One-size-fits-all logins and BankID
As discussed earlier, many Swedish subscription services don’t actively provide you with receipts. There are also two additional annoyances.
The services I use don’t have sophisticated logins and authentication. Let me clarify: if you use something like Gmail, Facebook, or GitHub, your sessions are typically very long-lived. Only if you intend to perform sensitive or high-risk actions, or perhaps when you revisit from new IP addresses, do these services have you re-authenticate. They also let you decide how to authenticate and whether to “remember you”.
I get it – it’s prohibitively expensive to implement systems like that, especially if you can’t even get your login working half the time. But having a login that essentially lumps receipt downloads with the ability to wire all your money to another account is highly inconvenient.
The other annoyance is that Swedish services almost exclusively use BankID. BankID is a strong form of authentication.
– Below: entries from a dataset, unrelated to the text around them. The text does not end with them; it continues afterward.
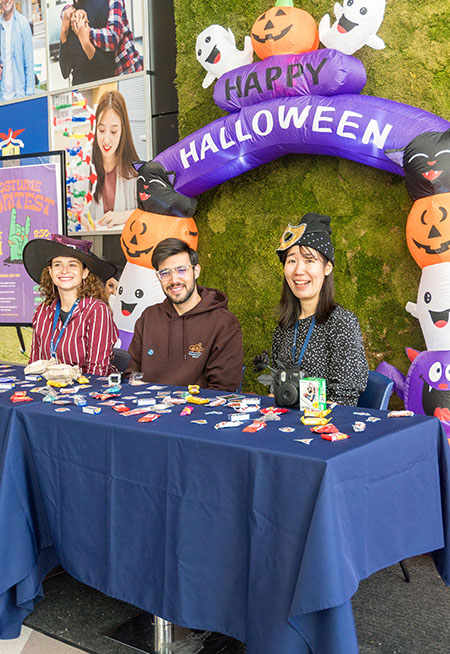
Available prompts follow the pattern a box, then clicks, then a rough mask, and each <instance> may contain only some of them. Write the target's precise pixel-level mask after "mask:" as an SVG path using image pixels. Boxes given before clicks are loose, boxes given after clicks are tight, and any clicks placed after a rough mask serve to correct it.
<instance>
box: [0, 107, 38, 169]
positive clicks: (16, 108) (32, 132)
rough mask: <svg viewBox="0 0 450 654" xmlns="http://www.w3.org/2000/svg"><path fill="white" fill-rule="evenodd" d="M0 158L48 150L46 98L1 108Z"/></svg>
mask: <svg viewBox="0 0 450 654" xmlns="http://www.w3.org/2000/svg"><path fill="white" fill-rule="evenodd" d="M0 129H1V131H0V156H1V157H7V156H10V155H20V154H31V153H32V152H46V151H47V150H48V107H47V98H46V97H45V98H35V99H33V100H27V101H26V102H14V103H12V104H5V105H3V106H2V124H1V128H0Z"/></svg>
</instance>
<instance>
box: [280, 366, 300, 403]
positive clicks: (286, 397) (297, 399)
mask: <svg viewBox="0 0 450 654" xmlns="http://www.w3.org/2000/svg"><path fill="white" fill-rule="evenodd" d="M273 372H274V374H273V394H274V396H275V404H276V405H277V406H283V407H292V406H296V407H298V406H299V399H300V389H299V382H300V379H303V377H304V376H305V374H304V373H303V372H302V371H301V370H300V368H299V367H298V366H290V367H283V366H282V365H279V364H278V365H277V368H276V369H275V370H274V371H273Z"/></svg>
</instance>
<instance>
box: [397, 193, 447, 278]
mask: <svg viewBox="0 0 450 654" xmlns="http://www.w3.org/2000/svg"><path fill="white" fill-rule="evenodd" d="M406 242H407V244H408V248H409V251H410V253H411V256H412V257H413V259H414V260H415V262H416V263H417V264H418V265H419V266H420V267H421V268H424V267H425V266H431V265H433V264H435V263H443V262H444V261H450V193H437V194H436V195H430V196H428V197H425V198H419V200H416V201H415V202H414V204H413V206H412V209H411V211H410V212H409V216H408V220H407V222H406Z"/></svg>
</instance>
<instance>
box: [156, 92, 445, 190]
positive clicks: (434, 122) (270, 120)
mask: <svg viewBox="0 0 450 654" xmlns="http://www.w3.org/2000/svg"><path fill="white" fill-rule="evenodd" d="M449 127H450V122H448V121H446V120H444V119H443V118H440V117H439V116H436V115H434V114H432V113H429V112H427V111H423V110H422V109H417V108H415V107H411V106H409V105H406V104H401V103H399V102H394V101H392V100H386V99H383V98H377V97H373V96H368V95H357V94H341V95H334V96H328V97H327V96H321V95H307V96H300V97H281V98H274V99H272V100H268V101H266V102H260V103H258V104H254V105H251V106H244V107H242V108H241V109H240V111H237V112H234V113H232V114H230V115H228V116H224V117H223V118H219V119H218V120H215V121H214V122H212V123H210V124H209V125H206V126H205V127H203V128H202V129H199V130H198V131H197V132H194V133H193V134H191V135H190V136H187V137H186V138H184V139H183V140H181V141H179V143H177V144H175V145H173V146H171V147H170V148H167V150H164V152H161V153H160V154H159V155H158V156H157V157H155V161H159V162H160V163H162V164H163V166H164V167H165V168H166V170H173V171H175V173H176V183H175V188H176V190H177V191H178V192H179V193H183V194H184V195H188V196H191V197H193V196H196V195H200V194H201V193H204V192H205V191H207V190H209V189H210V188H213V187H214V186H217V185H218V184H222V183H223V182H224V181H226V180H228V179H231V178H232V177H236V176H237V175H240V174H241V173H244V172H247V171H248V170H251V169H252V168H256V167H257V166H261V165H262V164H265V163H267V162H269V161H273V160H274V159H276V158H278V157H281V156H283V155H285V154H289V153H301V154H306V153H308V154H323V155H332V156H337V157H343V158H346V159H351V160H353V161H358V162H360V163H363V164H366V165H368V166H373V167H375V168H380V169H382V170H386V171H389V172H391V173H395V174H397V175H403V170H402V168H400V167H399V166H398V165H396V164H395V163H394V162H393V161H391V160H390V159H388V158H387V157H386V155H385V154H384V150H385V149H391V148H402V147H404V146H405V145H406V144H407V143H409V141H411V140H412V139H413V138H414V137H415V136H417V135H418V134H420V133H422V132H425V131H444V130H446V129H449Z"/></svg>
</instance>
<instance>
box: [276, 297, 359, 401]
mask: <svg viewBox="0 0 450 654" xmlns="http://www.w3.org/2000/svg"><path fill="white" fill-rule="evenodd" d="M311 320H312V316H310V317H308V318H304V319H302V320H299V321H298V323H299V324H298V334H297V347H296V352H295V362H297V361H298V357H299V355H300V351H301V349H302V345H303V342H304V340H305V338H306V335H307V333H308V329H309V326H310V324H311ZM293 344H294V327H289V328H288V329H282V328H281V327H279V326H278V327H277V328H276V329H275V332H274V334H273V340H272V363H273V365H274V367H276V363H277V361H279V362H283V363H284V364H285V365H289V366H292V365H293V364H294V360H293V357H292V347H293ZM300 368H301V369H302V371H303V372H304V373H305V376H306V377H321V378H323V379H325V381H326V391H327V400H331V401H333V402H339V404H346V405H348V406H356V405H357V403H358V398H359V394H360V393H361V392H362V391H363V390H364V389H365V387H366V385H367V376H368V365H367V359H366V355H365V352H364V346H363V342H362V335H361V328H360V326H359V322H358V318H357V317H356V316H355V314H354V313H352V312H351V311H348V310H347V309H343V308H342V307H340V306H336V307H335V308H334V309H333V311H332V312H331V314H330V317H329V318H328V320H327V321H326V322H325V323H323V324H322V325H318V324H316V325H315V326H314V329H313V332H312V334H311V338H310V339H309V342H308V345H307V347H306V351H305V354H304V355H303V359H302V362H301V365H300Z"/></svg>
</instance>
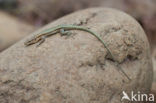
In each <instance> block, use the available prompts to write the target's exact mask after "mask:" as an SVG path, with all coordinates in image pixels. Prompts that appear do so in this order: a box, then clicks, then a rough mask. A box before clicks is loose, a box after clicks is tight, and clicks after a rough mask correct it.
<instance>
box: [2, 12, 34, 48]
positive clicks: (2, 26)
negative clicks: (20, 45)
mask: <svg viewBox="0 0 156 103" xmlns="http://www.w3.org/2000/svg"><path fill="white" fill-rule="evenodd" d="M34 29H35V28H34V27H33V26H32V25H29V24H27V23H25V22H21V21H20V20H19V19H17V18H15V17H13V16H11V15H8V14H6V13H4V12H2V11H0V51H2V50H4V49H6V48H7V47H9V46H10V45H12V44H13V43H15V42H17V41H18V40H20V39H21V38H23V37H25V36H26V35H28V34H29V33H30V32H32V31H33V30H34Z"/></svg>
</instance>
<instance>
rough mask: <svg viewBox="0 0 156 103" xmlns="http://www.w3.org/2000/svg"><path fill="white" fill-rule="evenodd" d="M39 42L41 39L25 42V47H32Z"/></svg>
mask: <svg viewBox="0 0 156 103" xmlns="http://www.w3.org/2000/svg"><path fill="white" fill-rule="evenodd" d="M38 41H40V38H35V37H34V38H32V39H30V40H27V41H26V42H24V45H25V46H29V45H32V44H35V43H37V42H38Z"/></svg>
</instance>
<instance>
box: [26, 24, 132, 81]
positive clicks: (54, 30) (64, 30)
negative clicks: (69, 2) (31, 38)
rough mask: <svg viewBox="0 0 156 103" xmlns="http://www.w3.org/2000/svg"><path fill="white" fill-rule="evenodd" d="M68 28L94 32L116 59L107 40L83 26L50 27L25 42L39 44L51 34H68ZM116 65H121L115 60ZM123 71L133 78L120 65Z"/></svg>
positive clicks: (82, 30) (51, 34)
mask: <svg viewBox="0 0 156 103" xmlns="http://www.w3.org/2000/svg"><path fill="white" fill-rule="evenodd" d="M68 30H81V31H85V32H88V33H90V34H92V35H93V36H95V37H96V38H97V39H98V40H99V41H100V42H101V43H102V44H103V45H104V47H105V48H106V49H107V51H108V53H109V54H110V56H111V57H112V59H113V60H115V58H114V56H113V54H112V53H111V51H110V50H109V48H108V47H107V46H106V44H105V42H104V41H103V40H102V39H101V37H100V36H98V34H97V33H95V32H93V31H91V30H90V29H88V28H86V27H82V26H76V25H59V26H56V27H53V28H49V29H47V30H45V31H43V32H41V33H40V34H38V35H37V36H35V37H34V38H32V39H31V40H29V41H26V42H25V43H24V44H25V45H26V46H30V45H32V44H35V43H38V45H37V46H39V45H40V44H42V43H43V42H44V41H45V39H46V38H47V37H49V36H52V35H54V34H57V33H61V34H62V35H68V33H69V32H68ZM115 63H116V66H118V67H119V63H118V62H115ZM119 68H120V70H121V72H122V73H123V74H124V75H125V76H126V77H127V79H128V80H131V79H130V78H129V77H128V75H127V74H126V73H125V72H124V71H123V70H122V68H121V67H119Z"/></svg>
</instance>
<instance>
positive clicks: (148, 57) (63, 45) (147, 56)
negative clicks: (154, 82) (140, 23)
mask: <svg viewBox="0 0 156 103" xmlns="http://www.w3.org/2000/svg"><path fill="white" fill-rule="evenodd" d="M60 24H75V25H81V26H86V27H89V28H90V29H91V30H93V31H95V32H96V33H98V34H99V35H100V36H101V38H102V39H103V40H104V41H105V43H106V45H107V46H108V48H110V50H111V52H112V53H113V55H114V56H115V60H112V58H110V57H109V55H108V52H107V50H106V49H105V47H104V46H103V44H102V43H101V42H100V41H98V40H97V38H95V37H94V36H92V35H91V34H89V33H87V32H83V31H77V30H73V31H72V32H73V35H71V36H70V37H68V38H66V37H64V36H60V35H59V34H57V35H54V36H52V37H49V38H47V39H46V41H45V42H44V43H43V44H42V45H40V46H39V47H36V45H32V46H28V47H25V45H24V42H25V41H26V40H27V39H29V38H31V37H33V36H34V35H36V34H37V33H39V32H40V31H42V30H44V29H46V28H50V27H54V26H57V25H60ZM115 61H118V62H120V66H121V68H122V69H123V70H124V71H125V72H126V74H127V75H128V76H129V77H130V78H131V81H129V80H128V79H127V78H126V77H125V76H124V75H123V74H122V73H121V72H120V70H118V68H117V67H116V66H115ZM152 74H153V72H152V62H151V56H150V50H149V43H148V41H147V38H146V36H145V33H144V31H143V29H142V28H141V26H140V25H139V24H138V23H137V22H136V21H135V20H134V19H133V18H132V17H130V16H128V15H127V14H125V13H123V12H120V11H117V10H113V9H107V8H92V9H87V10H84V11H79V12H76V13H73V14H71V15H68V16H66V17H63V18H61V19H59V20H56V21H55V22H53V23H51V24H49V25H48V26H46V27H44V28H43V29H41V30H39V31H37V32H35V33H34V34H32V35H30V36H29V37H27V38H25V39H23V40H21V41H20V42H18V43H17V44H15V45H13V46H12V47H10V48H9V49H7V50H5V51H4V52H2V53H1V54H0V102H1V103H121V101H120V100H121V96H122V91H123V90H124V91H126V92H127V93H129V92H131V91H132V90H133V91H141V92H144V93H146V92H147V93H148V92H149V91H150V88H151V83H152V77H153V75H152Z"/></svg>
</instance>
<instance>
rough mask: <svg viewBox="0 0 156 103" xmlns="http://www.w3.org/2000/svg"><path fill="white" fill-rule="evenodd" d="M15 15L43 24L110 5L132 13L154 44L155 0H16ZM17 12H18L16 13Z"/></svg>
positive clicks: (155, 23)
mask: <svg viewBox="0 0 156 103" xmlns="http://www.w3.org/2000/svg"><path fill="white" fill-rule="evenodd" d="M18 1H19V6H18V9H17V10H18V12H16V15H18V16H20V17H22V18H24V19H25V20H27V21H29V22H31V23H34V24H35V25H39V26H40V25H43V24H46V23H49V22H50V21H52V20H55V19H57V18H58V17H62V16H64V15H67V14H69V13H71V12H74V11H77V10H81V9H84V8H89V7H111V8H116V9H119V10H122V11H125V12H126V13H128V14H130V15H132V16H133V17H135V19H137V20H138V21H139V22H140V24H142V26H143V28H144V30H145V32H146V33H147V36H148V39H149V41H150V43H151V46H153V44H156V25H155V24H156V15H155V13H156V6H155V5H156V2H155V0H44V1H43V0H31V1H28V0H18ZM17 13H19V14H17Z"/></svg>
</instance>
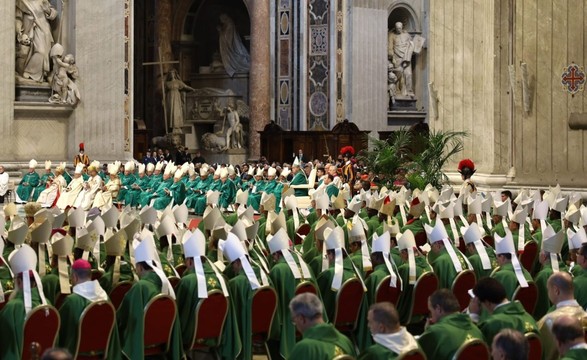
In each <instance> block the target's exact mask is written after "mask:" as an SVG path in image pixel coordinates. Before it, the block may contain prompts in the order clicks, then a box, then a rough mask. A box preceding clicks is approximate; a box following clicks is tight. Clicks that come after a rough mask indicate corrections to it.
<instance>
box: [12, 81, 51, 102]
mask: <svg viewBox="0 0 587 360" xmlns="http://www.w3.org/2000/svg"><path fill="white" fill-rule="evenodd" d="M50 97H51V87H50V86H49V84H37V85H16V101H24V102H40V103H49V98H50Z"/></svg>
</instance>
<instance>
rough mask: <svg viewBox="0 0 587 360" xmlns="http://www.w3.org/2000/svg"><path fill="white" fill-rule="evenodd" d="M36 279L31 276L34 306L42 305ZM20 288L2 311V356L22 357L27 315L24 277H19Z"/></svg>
mask: <svg viewBox="0 0 587 360" xmlns="http://www.w3.org/2000/svg"><path fill="white" fill-rule="evenodd" d="M34 284H35V281H34V279H33V278H32V277H31V303H32V308H34V307H35V306H38V305H41V296H40V295H39V289H38V288H37V287H36V286H34ZM17 287H18V290H17V291H16V292H14V293H13V295H12V296H11V297H12V298H11V299H10V300H8V299H7V301H8V302H7V303H6V305H4V308H3V309H2V311H0V339H1V340H0V358H1V359H20V358H21V357H22V347H23V343H22V341H23V337H24V320H25V317H26V311H25V305H24V292H23V290H22V278H20V277H19V278H18V279H17Z"/></svg>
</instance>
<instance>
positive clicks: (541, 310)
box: [533, 261, 567, 319]
mask: <svg viewBox="0 0 587 360" xmlns="http://www.w3.org/2000/svg"><path fill="white" fill-rule="evenodd" d="M558 266H559V269H560V271H567V267H566V266H565V264H564V263H563V262H560V261H559V264H558ZM553 273H554V270H552V265H551V263H550V261H547V262H546V263H544V265H542V270H540V271H539V272H538V274H536V276H535V277H534V283H535V284H536V287H537V288H538V299H537V301H536V308H535V309H534V314H533V315H534V318H535V319H540V318H542V317H543V316H544V315H546V313H547V312H548V309H550V307H551V306H552V303H551V302H550V299H549V298H548V290H547V289H546V281H547V280H548V278H549V277H550V275H552V274H553Z"/></svg>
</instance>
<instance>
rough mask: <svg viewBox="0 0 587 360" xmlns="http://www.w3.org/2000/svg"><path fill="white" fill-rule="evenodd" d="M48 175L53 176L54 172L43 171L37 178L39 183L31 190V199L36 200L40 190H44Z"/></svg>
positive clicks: (51, 176) (38, 197) (41, 191)
mask: <svg viewBox="0 0 587 360" xmlns="http://www.w3.org/2000/svg"><path fill="white" fill-rule="evenodd" d="M49 177H52V178H55V174H53V173H48V174H47V173H44V174H43V176H41V178H40V179H39V185H37V186H36V187H35V190H34V192H33V201H37V199H38V198H39V195H41V192H43V190H45V188H46V187H47V180H49Z"/></svg>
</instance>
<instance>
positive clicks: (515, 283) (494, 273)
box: [491, 263, 532, 300]
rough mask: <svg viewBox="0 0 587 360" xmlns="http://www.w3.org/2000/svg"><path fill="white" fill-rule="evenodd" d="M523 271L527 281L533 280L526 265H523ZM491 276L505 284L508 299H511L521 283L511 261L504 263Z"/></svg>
mask: <svg viewBox="0 0 587 360" xmlns="http://www.w3.org/2000/svg"><path fill="white" fill-rule="evenodd" d="M522 273H523V274H524V278H525V279H526V280H527V281H529V282H531V281H532V276H530V274H529V273H528V271H526V269H524V267H522ZM491 277H492V278H494V279H496V280H497V281H499V282H500V283H501V284H502V285H503V287H504V288H505V293H506V295H507V297H508V299H509V300H511V299H512V296H513V295H514V291H516V288H517V287H518V286H519V285H520V284H519V283H518V278H517V277H516V273H515V272H514V266H513V265H512V264H511V263H508V264H504V265H502V266H500V267H499V270H497V271H496V272H495V273H493V275H492V276H491Z"/></svg>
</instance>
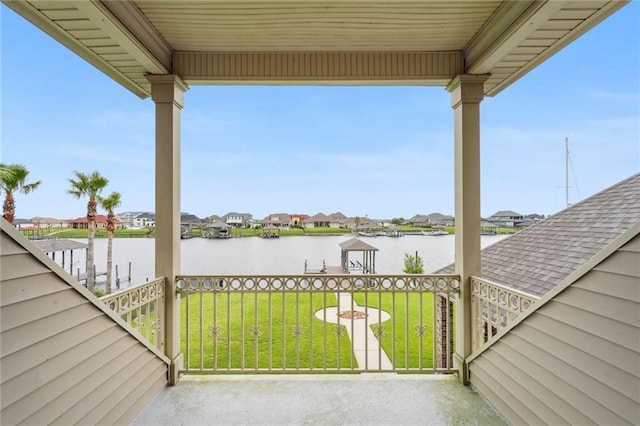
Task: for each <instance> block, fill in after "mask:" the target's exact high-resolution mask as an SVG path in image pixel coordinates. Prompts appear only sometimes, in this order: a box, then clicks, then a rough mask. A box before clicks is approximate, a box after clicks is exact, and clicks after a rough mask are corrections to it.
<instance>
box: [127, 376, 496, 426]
mask: <svg viewBox="0 0 640 426" xmlns="http://www.w3.org/2000/svg"><path fill="white" fill-rule="evenodd" d="M504 424H506V423H505V421H504V420H503V419H502V417H500V416H499V415H498V414H496V412H495V411H494V410H493V409H492V408H491V407H490V406H489V405H487V403H486V402H485V401H484V400H483V399H482V398H481V397H480V395H478V394H477V393H476V392H474V391H473V389H470V388H468V387H465V386H462V385H460V384H459V383H458V381H457V379H456V378H455V377H454V376H450V375H435V376H434V375H397V374H392V373H364V374H354V375H291V374H289V375H242V376H240V375H233V376H227V375H218V376H185V377H183V378H182V380H181V381H180V383H179V384H178V385H177V386H172V387H167V388H165V389H164V390H163V391H162V392H161V393H160V394H159V395H158V396H157V397H156V398H155V399H154V400H153V401H152V402H151V403H150V404H149V405H147V407H146V408H145V409H144V411H143V412H142V413H141V414H140V415H139V416H138V417H137V418H136V419H135V420H134V422H133V425H138V426H141V425H149V426H151V425H153V426H161V425H504Z"/></svg>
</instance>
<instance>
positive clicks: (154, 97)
mask: <svg viewBox="0 0 640 426" xmlns="http://www.w3.org/2000/svg"><path fill="white" fill-rule="evenodd" d="M145 77H146V78H147V80H148V81H149V83H151V99H153V101H154V102H155V103H174V104H176V106H178V107H179V108H182V107H183V105H184V92H186V91H187V90H189V86H188V85H187V83H185V82H184V81H183V80H182V79H181V78H180V76H178V75H174V74H149V75H147V76H145Z"/></svg>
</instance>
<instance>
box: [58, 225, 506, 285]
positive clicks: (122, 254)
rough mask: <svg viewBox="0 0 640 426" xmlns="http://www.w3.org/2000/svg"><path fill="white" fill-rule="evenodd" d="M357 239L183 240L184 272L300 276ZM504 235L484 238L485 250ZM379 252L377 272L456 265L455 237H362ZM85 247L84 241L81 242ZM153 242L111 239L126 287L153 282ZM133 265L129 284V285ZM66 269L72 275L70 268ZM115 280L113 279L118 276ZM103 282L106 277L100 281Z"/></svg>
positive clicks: (79, 257)
mask: <svg viewBox="0 0 640 426" xmlns="http://www.w3.org/2000/svg"><path fill="white" fill-rule="evenodd" d="M353 237H354V236H353V235H350V234H347V235H341V236H313V237H283V238H277V239H262V238H257V237H251V238H231V239H228V240H208V239H203V238H192V239H189V240H182V241H181V257H182V259H181V265H182V268H181V273H183V274H185V275H190V274H192V275H205V274H212V275H214V274H302V273H303V272H304V264H305V261H307V262H308V266H309V268H311V269H320V267H321V266H322V262H323V260H324V261H325V262H326V264H327V265H339V264H340V247H339V244H340V243H341V242H343V241H345V240H348V239H350V238H353ZM506 237H507V236H506V235H491V236H482V238H481V245H482V247H486V246H488V245H490V244H493V243H495V242H497V241H500V240H501V239H503V238H506ZM359 238H361V239H362V240H363V241H366V242H367V243H368V244H371V245H372V246H374V247H376V248H377V249H378V250H379V251H378V252H376V259H375V260H376V272H377V273H379V274H401V273H402V269H403V266H404V263H403V262H404V253H411V254H414V253H415V252H416V251H417V252H418V254H419V255H420V257H422V259H423V260H424V266H425V272H426V273H431V272H433V271H435V270H437V269H439V268H442V267H444V266H446V265H448V264H450V263H452V262H453V261H454V244H455V236H454V235H445V236H435V237H434V236H422V235H407V236H404V237H399V238H390V237H376V238H371V237H359ZM76 241H82V242H85V243H86V241H87V240H86V239H77V240H76ZM74 256H75V257H74V264H75V265H74V268H73V270H74V271H77V268H78V267H79V268H80V269H81V272H84V262H85V259H84V253H81V254H80V253H78V255H74ZM106 259H107V240H106V239H102V238H100V239H96V240H95V263H96V269H97V270H98V271H99V272H103V271H105V270H106V263H107V260H106ZM153 259H154V239H153V238H116V239H114V240H113V264H114V265H118V269H119V275H120V277H121V283H122V288H124V287H128V286H129V285H135V284H140V283H142V282H144V281H145V280H146V279H147V278H149V279H152V278H153V277H154V266H153V262H154V261H153ZM129 262H131V265H132V267H131V283H130V284H129V283H128V282H127V279H126V277H127V275H128V264H129ZM65 269H66V270H67V271H68V270H69V266H68V265H67V266H66V267H65ZM114 277H115V275H114ZM102 280H104V278H102Z"/></svg>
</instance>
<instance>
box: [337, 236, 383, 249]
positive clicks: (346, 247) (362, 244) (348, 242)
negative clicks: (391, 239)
mask: <svg viewBox="0 0 640 426" xmlns="http://www.w3.org/2000/svg"><path fill="white" fill-rule="evenodd" d="M340 248H341V249H342V251H378V249H377V248H375V247H374V246H372V245H371V244H367V243H365V242H364V241H362V240H360V239H358V238H351V239H350V240H347V241H343V242H341V243H340Z"/></svg>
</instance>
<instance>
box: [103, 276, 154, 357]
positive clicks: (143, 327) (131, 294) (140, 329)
mask: <svg viewBox="0 0 640 426" xmlns="http://www.w3.org/2000/svg"><path fill="white" fill-rule="evenodd" d="M164 298H165V279H164V278H156V279H155V280H153V281H148V282H145V283H143V284H140V285H137V286H134V287H129V288H126V289H124V290H121V291H118V292H116V293H111V294H108V295H106V296H103V297H101V298H100V301H102V302H103V303H104V304H105V305H107V307H109V309H111V310H112V311H113V312H115V313H116V314H117V315H119V316H120V318H122V319H123V320H124V321H125V322H126V323H127V324H129V325H130V326H131V327H132V328H133V329H134V330H136V331H137V332H138V333H139V334H140V335H141V336H142V337H144V338H146V339H147V340H148V341H149V342H150V343H151V344H153V345H154V346H156V347H157V348H158V349H160V350H163V349H164V334H165V332H164V328H165V320H164Z"/></svg>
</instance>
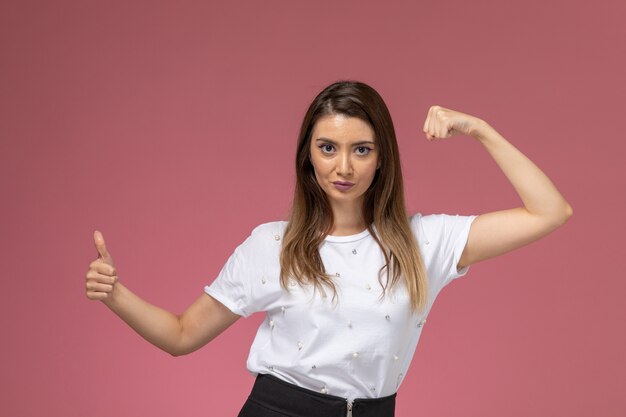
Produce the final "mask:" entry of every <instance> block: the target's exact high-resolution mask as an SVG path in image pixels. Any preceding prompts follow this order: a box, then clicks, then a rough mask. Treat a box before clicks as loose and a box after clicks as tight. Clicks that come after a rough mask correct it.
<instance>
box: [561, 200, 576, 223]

It’s tied to your national identification number, and you must visit a bank physically to get it issued. You log in by scanning a QR code generated by the service and then entering your fingerprint or PIN.
The issue with BankID, and most likely by design, is that you can’t have your browser save and autofill your credentials like with username and password. BankID also doesn’t function like single sign-on, where one active session lets you log into multiple services without explicitly logging in again. Part of the reason, I suspect, is because older BankID implementations didn’t involve QR codes. You fill in a national identification number, and BankID would be triggered, meaning it’s trivial for bad actors to take advantage of.
Don’t get me wrong – I like BankID. I just don’t want to scan a QR code and enter my fingerprint a half dozen times every time I download receipts from different services. Let me view them by entering an autosaved username and password, and, for the love of God, don’t set five-minute sessions. Better yet, just email them to me.
Tackling these issues
If a service causes lots of bookkeeping overhead, you can always switch to another one. But if these issues seem to be the rule rather than the exception, what can you do about it? Automating BankID logins is out of the question – I don’t want to play around with something that can wipe out my life savings. What’s left is improving the user experience post-login.
Chrome extension
To standardize the experience across services, I created a Chrome extension, where every service has a custom script to determine all the receipt URLs. After logging in, no matter the service, a small dialog containing a “Download X invoices” button will appear.
Initially, I had the extension also figure out what date applied to each file, e.g., by looking at table cells or an API response. After downloading, it would save files to a folder structure like {SERVICE}/{SERVICE}-{DATE}.pdf. But because I had to handcraft scripts for each service, I ditched this. A solution that requires as little non-generic business logic as possible is better.
Document parser
Instead, all files I would’ve otherwise downloaded are sent to an endpoint that parses them. Since I only use a handful of services, and services use the same template for all their receipts, it isn’t too tricky to programmatically recognize SERVICE and DATE from such services.
Also, the Downloads folder disappears. As I’m never going to handle many files, they’re simply stored in a Postgres database for maximum portability.